Take MD5 for example, a few years ago MD5 was one of the most popular hashing algorithms for websites; However, it has quickly gone from a fairly secure algorithm to a big security no-no in the space of a few years. With large companies running huge distributed networks with custom software, it’s usually easier said than done to upgrade the system to use a newer hashing algorithm (It can take months and and even years to modify all the code required across all the different systems). With that in mind, I’ll explain the problem using MD5 and a hypothetical company still using such algorithm due to a lengthy upgrade process.
MD5 hashes are 16 bytes (32 hexadecimal chars which are half a byte each) in length and each byte contains 8 bits that can each be zero or one. That is (2^8)^16 or 2 ^ 128 combinations, in decimal: 340,282,366,900,000,000,000,000,000,000,000,000,000.
Now let’s take our theoretical site which has a 20 char password limit. Assuming the password can contain alphanumeric characters, is case sensitive, and allows the use of standard symbols: that’s 94 combinations for each character (94 ^ 20) which in decimal is 2,901,062,400,000,000,000,000,016,168,360,584,816,944.
What have we noticed already? 94 ^ 20 is far bigger number than 2 ^ 128. Sparing you any more big numbers, a 19 char pass (94 ^ 19) is significantly smaller than 2 ^ 128, so 20 chars is the shortest length of password that still (theoretically) produces more combinations than an MD5 hash can.
Because the MD5 algorithm takes input of any length, but all hashes are fixed at 16 bytes, multiple passwords can hash to the same value (see: hash collisions, collision attack). That is, your password could be the entire works of shakespear but a hacker bruteforcing the hash could theoretically find a match that is less than 20 characters (making allowing any more, a waste of resources).
Disclaimer: I use the word “theoretically” because MD5 does not generate hashes in a linear fashion, it is totally possible that multiple 20 char or less passwords could hash to the same value, but no 20 char or less password could hash to a given value; However, allowing more than 20 chars in this case would only slightly improve security as beyond this number collisions are a certainty.
Let’s say our software is written in C and has to hash passwords of variable length, how do we know the length of the password? Well, in C the end of a string is specified by the presence of the byte 0x00 (null byte), to get the length of the string; an application would count each byte of the string until it finds the null byte (slllllooooowwww). To speed up things we could limit passwords to a certain length, then just pad all passwords less than that length with a predefined byte. As a result we only have to handle a buffer of fixed length and not have to worry about working out the length of someones novel of a password.

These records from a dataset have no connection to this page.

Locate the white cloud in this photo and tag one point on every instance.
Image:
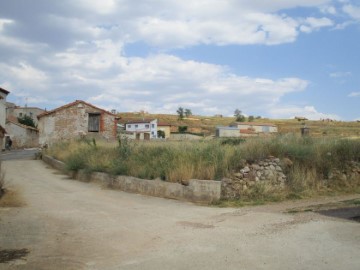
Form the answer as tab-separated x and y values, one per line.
309	112
340	74
354	94
328	10
353	11
311	24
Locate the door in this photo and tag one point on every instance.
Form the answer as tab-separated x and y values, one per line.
94	122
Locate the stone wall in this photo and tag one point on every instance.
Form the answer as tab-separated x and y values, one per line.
72	121
268	172
204	191
22	136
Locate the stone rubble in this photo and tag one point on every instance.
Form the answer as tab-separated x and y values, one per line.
268	171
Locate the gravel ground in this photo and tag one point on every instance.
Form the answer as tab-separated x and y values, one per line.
68	224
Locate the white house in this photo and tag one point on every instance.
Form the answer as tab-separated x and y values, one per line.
256	127
225	132
145	129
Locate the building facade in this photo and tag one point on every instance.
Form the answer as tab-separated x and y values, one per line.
22	136
257	127
142	129
13	111
74	120
3	95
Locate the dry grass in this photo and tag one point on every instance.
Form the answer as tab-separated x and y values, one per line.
207	124
9	196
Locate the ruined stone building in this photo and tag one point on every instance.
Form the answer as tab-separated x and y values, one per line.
75	120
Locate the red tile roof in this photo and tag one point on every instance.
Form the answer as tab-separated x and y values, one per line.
4	91
76	102
140	121
21	125
247	131
163	124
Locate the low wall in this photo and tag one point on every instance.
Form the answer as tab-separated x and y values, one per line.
196	191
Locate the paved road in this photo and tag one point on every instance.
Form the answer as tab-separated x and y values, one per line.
73	225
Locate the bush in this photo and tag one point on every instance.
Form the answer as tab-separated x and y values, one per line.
312	159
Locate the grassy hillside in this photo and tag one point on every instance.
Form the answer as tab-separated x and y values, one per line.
207	124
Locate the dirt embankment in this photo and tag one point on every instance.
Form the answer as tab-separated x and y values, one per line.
68	224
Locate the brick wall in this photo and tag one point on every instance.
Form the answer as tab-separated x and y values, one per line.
71	122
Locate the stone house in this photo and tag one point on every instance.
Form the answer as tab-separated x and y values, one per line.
17	111
74	120
21	135
166	128
145	129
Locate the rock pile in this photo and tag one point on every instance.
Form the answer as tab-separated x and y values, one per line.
268	172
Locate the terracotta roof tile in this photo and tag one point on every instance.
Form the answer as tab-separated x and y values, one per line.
76	102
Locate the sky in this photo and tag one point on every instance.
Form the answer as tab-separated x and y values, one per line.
274	59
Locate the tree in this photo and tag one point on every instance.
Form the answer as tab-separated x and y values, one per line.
188	112
180	112
239	116
27	121
161	134
182	129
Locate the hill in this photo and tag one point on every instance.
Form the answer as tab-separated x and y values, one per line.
207	124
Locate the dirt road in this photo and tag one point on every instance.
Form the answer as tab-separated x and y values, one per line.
73	225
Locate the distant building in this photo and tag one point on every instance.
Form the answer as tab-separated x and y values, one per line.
145	129
256	127
166	128
226	132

If the software was storing plain-text passwords in a database (terrible idea), a length limit would also be a must, because: for reasons I’m not going to explain, databases can be handled easier and with greater speed if all fields in each row are of fixed length (in a theoretical high speed database, if one person had a 64 char password, every other user in the database should have a 64 char password field to make each row of equal length, which would result in am unnecessarily huge database).
The Ape Condition Problem
Let’s say you put 4 apes in a metal cage and hang a banana on a string from the roof. Every time an ape pulls on the banana: it triggers a mechanism that electrifies the cage, shocking ALL the apes. Eventually the apes learn that touching the banana results in them all getting electrocuted. You then take one of the apes away and replace it with a new one, as soon as the new ape reaches for the banana, the other 4 apes beat the shit out of him. Quickly the new ape learns that touching the banana results in a beat down from the other apes. If slowly over time you keep swapping the apes out until none of the apes were there in the beginning: you now have a bunch of apes beating the shit out of any ape who touches the banana, and not one of them knows why.

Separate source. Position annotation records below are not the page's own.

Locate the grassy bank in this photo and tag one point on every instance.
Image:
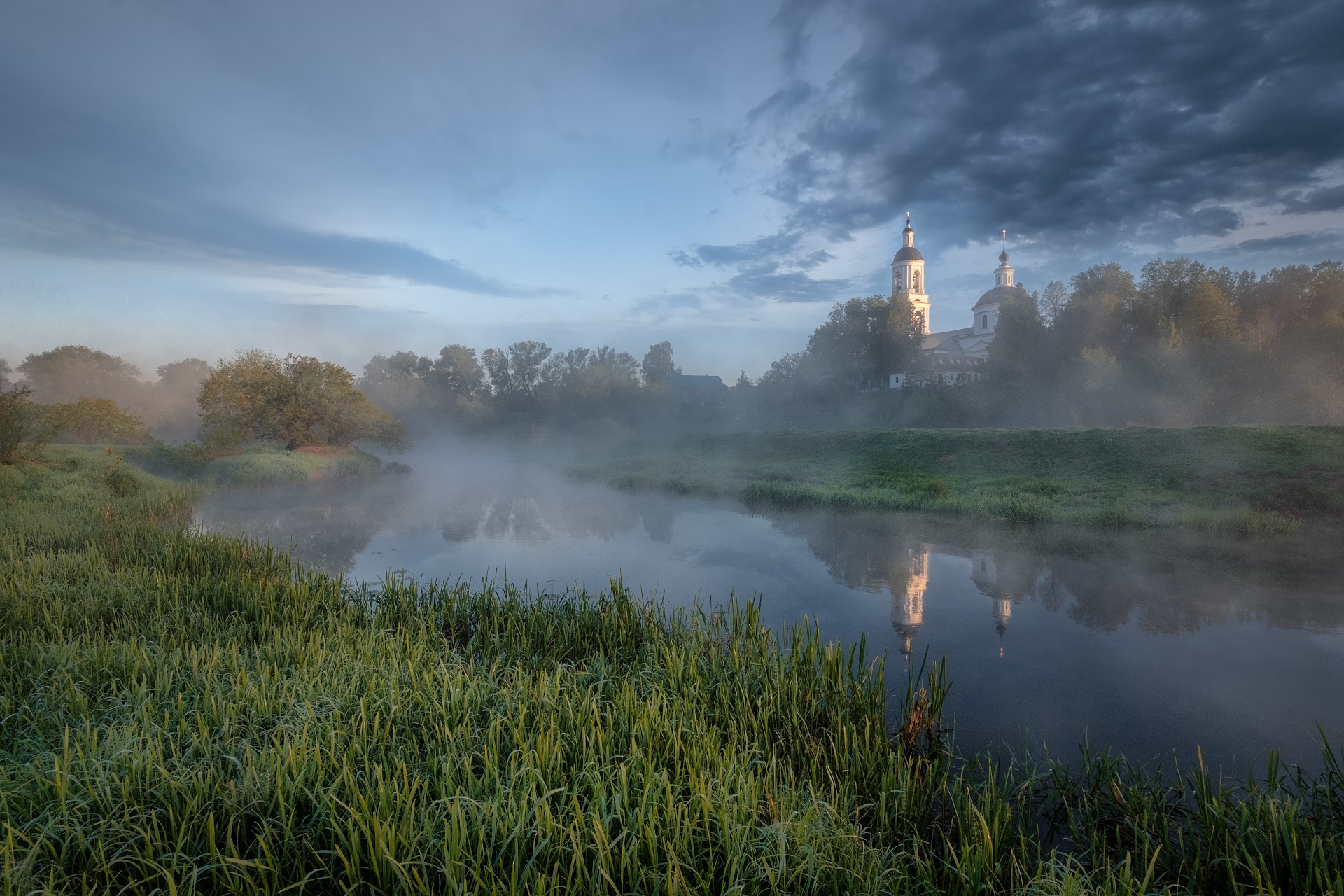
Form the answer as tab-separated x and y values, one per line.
1245	479
186	713
261	465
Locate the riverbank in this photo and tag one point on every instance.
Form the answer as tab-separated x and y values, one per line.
1256	480
190	713
258	465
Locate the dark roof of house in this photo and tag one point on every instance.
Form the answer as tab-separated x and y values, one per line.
691	381
996	295
933	342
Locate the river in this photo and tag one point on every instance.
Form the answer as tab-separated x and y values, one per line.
1142	643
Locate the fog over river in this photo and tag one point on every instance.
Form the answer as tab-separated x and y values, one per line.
1139	641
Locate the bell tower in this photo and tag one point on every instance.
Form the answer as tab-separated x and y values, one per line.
907	277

The programming community sometimes works in a similar way. In the past due to software and hardware limitations there were many reasons to limit passwords and little reason to have long passwords (poor cracking hardware meant even short password cracking was near impossible). Over time these reasons become invalid, but some programming continue to implement such limits, their reason? Other people do it (or some 1990s forum thread tells them they’d be an idiot not to).
Alternate Security Means
A simple problem with people typing long passwords: It’s likely they make a mistake while typing it. Think about credit card pin numbers, A 4 digit pin which you’re hardly going to mistype. If everyone is limited to a 4 digit pin, the chances of mistyping or forgetting it are slim, which allows the system to implement harsh security measures such as locking your account after 3 failed attempts.
I should point out that such means of security only apply to systems where password hash databases are unlikely to be leaked, or the cracked database won’t result in mass compromise of accounts.